Pre-purchase questions for empowering two iMatch users

Started by MrPete, August 23, 2023, 06:14:28 PM

Previous topic - Next topic

MrPete

NOTE: This is intended to be all about one overall topic: empowering two iMatch users. If it's too much for one post/discussion, I can break it up....

Background
* I'm not yet an iMatch user. Looking for a solution for our context.
* It's just me (Pete) and my sweetie (Leslie)... eventually yes I'd love to give extended family/friends/etc access to portions of our media library. But that's not crucial.

She: semi-pro nature photographer.
* Current workflow: Nikon (fave: D500+200-500 zoom) RAW+JPG -> DXO -> (some pro printing, some online posting)
* Keeps her photos (~350,000) in a scientific-order tree (Class-Order-Family-Genus-Species). Yep, she actually thinks that way :) ... but also needs date and location sometimes. (Location for Birds is usually by County in the USA.)
* She also does some people/event photos.

Me: mostly tech support, plus I'm the designated extended-family archivist, converting LOTS of slides, photos, film, video, etc to digital. I'm ex-SiValley guy, a nonprofit serving nonprofits worldwide for 30 years.
* I have a nice (Samsung Note 20 Ultra) phone cam when I need to take pix (why compete with sweetie ;) )
* My workflow involves various capture methods, AVIdemux scripts, NeatImage/Video, Picasa (hoping iMatch will take over the facial recognition), and some Adobe. Under 200k files.
* I mostly do stuff with people and events, plus a little other stuff. My library is organized by date; I also sometimes need location and category.

Hardware: we are pretty well set.
* She needs frequent upgrades; currently shooting 5 x 25MB (RAW+JPG) per second stills ;)
* We each have many TB of storage. Backup is RAID6 NAS, 5x10TB.
* A very nice friend recently set me up with a pair of VERY nice (ProxMox) VM hosts. (His perspective: I'm "only" at 1GB networking, with ability to go to 10GB. He runs 100GB Mellanox at home ;) )

Relevant Purpose

Looking at IM and IMA, I think these are the relevant "What we do and how it relates to IM/IMA" items:
* AFAIK, IM is essentially single user with a single-user database. IMA allows multi-user metadata editing but no add/removal of actual media files.
* Neither one of us processes media full time, although our bursts of effort can certainly overlap. We both definitely add/remove media files.
* Clearly, we have two different methods for organizing our actual media. (Having discussed this, she cares a LOT about her on-disk organization. I don't care that much as long as the software lets me find what I need.)

Bottom line: we would very much like a (set of) tools that help us better manage our media library, keep it effectively organized, searchable, stackable, and shareable.

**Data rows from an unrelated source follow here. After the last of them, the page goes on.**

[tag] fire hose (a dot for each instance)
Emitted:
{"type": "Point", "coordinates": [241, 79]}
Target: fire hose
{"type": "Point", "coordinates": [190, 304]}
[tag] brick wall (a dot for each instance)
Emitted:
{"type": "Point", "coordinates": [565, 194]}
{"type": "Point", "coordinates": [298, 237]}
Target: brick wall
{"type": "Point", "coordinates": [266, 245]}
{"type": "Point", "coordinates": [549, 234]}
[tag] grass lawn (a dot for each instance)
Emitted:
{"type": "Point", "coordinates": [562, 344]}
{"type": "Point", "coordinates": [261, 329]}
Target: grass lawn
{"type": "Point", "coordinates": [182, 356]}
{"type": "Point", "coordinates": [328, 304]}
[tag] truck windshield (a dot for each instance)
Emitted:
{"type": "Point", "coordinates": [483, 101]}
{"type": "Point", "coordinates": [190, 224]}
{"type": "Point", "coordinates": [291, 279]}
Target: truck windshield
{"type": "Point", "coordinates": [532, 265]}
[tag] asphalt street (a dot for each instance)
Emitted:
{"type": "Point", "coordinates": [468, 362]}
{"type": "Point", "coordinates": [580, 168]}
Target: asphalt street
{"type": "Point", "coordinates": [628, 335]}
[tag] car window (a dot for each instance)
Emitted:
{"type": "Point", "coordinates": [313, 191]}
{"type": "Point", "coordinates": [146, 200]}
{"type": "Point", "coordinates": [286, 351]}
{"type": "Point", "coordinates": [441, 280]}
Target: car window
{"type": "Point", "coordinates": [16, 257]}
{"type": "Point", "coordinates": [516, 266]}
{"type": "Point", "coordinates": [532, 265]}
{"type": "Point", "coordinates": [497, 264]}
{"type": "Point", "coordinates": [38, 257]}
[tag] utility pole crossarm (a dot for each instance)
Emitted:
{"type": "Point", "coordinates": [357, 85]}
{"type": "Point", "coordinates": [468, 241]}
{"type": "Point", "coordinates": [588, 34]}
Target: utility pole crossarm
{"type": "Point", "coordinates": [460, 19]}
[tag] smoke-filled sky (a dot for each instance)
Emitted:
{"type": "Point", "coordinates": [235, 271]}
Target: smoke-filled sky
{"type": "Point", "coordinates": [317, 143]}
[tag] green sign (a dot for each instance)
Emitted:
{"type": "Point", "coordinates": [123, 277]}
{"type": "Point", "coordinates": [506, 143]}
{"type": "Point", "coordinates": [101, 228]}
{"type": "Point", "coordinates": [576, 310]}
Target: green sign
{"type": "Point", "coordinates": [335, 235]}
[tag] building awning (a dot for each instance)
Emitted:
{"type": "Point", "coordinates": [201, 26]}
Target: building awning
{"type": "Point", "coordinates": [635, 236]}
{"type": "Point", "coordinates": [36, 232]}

And not cost an arm and a leg.

QUESTIONS

A. Related to the challenge of two people both adding media files.

1. Does IM support (now or planned or dreamed ;) ) any form of database export/import for its OWN needs (eg effective backup/restore, db cleaning, etc)?
- If so, presumably I could write code to transfer/merge media collections
- (I am not talking about pack-and-go ;) )

2. Is there any guidance already on best/workable ways to manage IM/IMA plus two media stores?
- (I assume below that IMA is used when/where appropriate)
- Below are a few variants I can imagine...

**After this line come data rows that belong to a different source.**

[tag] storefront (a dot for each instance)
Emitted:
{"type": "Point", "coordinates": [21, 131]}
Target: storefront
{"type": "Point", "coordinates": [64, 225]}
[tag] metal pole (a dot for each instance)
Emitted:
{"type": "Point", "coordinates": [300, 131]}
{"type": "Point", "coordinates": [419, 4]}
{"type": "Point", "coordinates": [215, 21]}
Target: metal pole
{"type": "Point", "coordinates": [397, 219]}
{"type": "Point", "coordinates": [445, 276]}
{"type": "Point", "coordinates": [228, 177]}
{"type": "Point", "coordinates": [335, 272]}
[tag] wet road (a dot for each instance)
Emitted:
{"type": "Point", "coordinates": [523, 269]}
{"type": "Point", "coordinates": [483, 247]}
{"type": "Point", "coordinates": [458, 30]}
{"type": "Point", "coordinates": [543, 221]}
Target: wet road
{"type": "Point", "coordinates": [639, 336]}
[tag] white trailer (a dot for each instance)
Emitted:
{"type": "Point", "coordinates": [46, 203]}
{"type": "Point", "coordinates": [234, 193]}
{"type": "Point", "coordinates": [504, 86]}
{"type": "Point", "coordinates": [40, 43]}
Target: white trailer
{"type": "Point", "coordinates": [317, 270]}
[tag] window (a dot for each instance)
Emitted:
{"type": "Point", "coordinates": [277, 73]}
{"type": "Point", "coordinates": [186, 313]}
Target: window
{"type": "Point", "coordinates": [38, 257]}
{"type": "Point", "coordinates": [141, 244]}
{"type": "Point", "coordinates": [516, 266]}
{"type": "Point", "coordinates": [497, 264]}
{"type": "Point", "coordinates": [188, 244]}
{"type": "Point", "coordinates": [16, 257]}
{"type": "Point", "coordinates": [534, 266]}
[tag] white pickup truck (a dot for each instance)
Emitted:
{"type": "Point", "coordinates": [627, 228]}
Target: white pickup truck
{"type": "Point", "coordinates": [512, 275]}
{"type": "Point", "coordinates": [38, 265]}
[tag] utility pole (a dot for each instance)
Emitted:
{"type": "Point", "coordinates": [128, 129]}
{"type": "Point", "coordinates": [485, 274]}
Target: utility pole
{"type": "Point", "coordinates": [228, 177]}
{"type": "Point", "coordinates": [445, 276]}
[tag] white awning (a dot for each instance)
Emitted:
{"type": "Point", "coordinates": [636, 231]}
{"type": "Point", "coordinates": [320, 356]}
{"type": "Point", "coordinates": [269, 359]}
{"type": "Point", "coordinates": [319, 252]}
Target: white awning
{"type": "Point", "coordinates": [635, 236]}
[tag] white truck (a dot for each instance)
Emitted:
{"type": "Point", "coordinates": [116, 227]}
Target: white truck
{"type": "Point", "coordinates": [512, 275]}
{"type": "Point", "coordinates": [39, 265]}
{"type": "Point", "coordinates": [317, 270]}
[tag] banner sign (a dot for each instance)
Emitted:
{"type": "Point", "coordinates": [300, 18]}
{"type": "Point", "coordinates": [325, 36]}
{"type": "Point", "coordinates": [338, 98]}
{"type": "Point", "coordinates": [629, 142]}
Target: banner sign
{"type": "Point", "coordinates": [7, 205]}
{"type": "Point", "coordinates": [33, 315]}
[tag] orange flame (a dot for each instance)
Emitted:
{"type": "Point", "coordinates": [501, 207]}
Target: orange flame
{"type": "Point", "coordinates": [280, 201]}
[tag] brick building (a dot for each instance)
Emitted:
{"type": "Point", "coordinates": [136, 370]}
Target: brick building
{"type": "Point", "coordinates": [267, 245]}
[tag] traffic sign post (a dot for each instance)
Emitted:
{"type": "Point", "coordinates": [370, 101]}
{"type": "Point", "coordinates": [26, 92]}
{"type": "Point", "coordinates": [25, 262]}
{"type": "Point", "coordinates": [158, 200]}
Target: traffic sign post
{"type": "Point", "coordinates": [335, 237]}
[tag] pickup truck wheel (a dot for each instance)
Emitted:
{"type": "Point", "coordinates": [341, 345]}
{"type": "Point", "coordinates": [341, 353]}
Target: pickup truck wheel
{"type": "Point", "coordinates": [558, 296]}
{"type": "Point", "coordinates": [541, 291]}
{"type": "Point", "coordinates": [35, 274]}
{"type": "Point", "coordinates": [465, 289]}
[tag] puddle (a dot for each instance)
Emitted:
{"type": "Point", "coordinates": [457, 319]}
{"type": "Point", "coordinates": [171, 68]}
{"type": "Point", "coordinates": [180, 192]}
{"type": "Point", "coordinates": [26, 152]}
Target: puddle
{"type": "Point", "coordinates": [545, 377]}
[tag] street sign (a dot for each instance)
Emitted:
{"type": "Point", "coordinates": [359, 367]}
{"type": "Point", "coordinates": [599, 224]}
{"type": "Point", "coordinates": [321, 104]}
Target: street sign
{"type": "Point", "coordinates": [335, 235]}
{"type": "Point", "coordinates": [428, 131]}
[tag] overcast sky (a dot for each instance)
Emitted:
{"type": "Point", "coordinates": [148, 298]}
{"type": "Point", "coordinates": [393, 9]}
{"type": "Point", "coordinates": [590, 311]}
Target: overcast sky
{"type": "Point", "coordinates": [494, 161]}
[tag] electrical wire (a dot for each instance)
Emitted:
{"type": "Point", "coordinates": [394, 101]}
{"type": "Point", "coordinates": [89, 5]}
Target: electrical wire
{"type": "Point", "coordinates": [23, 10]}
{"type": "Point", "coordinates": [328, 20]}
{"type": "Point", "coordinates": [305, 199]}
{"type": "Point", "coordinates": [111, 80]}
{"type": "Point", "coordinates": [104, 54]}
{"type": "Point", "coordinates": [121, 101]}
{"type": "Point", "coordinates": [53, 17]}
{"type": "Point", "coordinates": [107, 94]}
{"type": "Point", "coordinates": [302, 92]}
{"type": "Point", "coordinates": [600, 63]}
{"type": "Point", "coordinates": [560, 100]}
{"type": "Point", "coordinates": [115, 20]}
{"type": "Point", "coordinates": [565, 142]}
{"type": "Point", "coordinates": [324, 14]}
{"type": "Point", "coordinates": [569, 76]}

a) Remote IM DB (I've seen discussion here that IM/ExifTool is painful with a remote media library, so maybe this is bad?)
- User/Computer L with local 5TB of media
- User/Computer P with local 5TB of media
- (Possibly) VM on LAN with local iMatch database, pointing to computers L and P

b) Pick a local IM DB
- User/Computer L with local 5TB of media and iMatch
- User/Computer P with local 5TB of media, referenced by L computer's iMatch

c) Two IM DB's, occasional xfer/merge (if possible)
- User/Computer L with local 5TB of media and iMatch
- User/Computer P with local 5TB of media and iMatch
- (Perhaps: we just cooperate. non-nature media get added to P computer; nature stuff on L computer; keep separate)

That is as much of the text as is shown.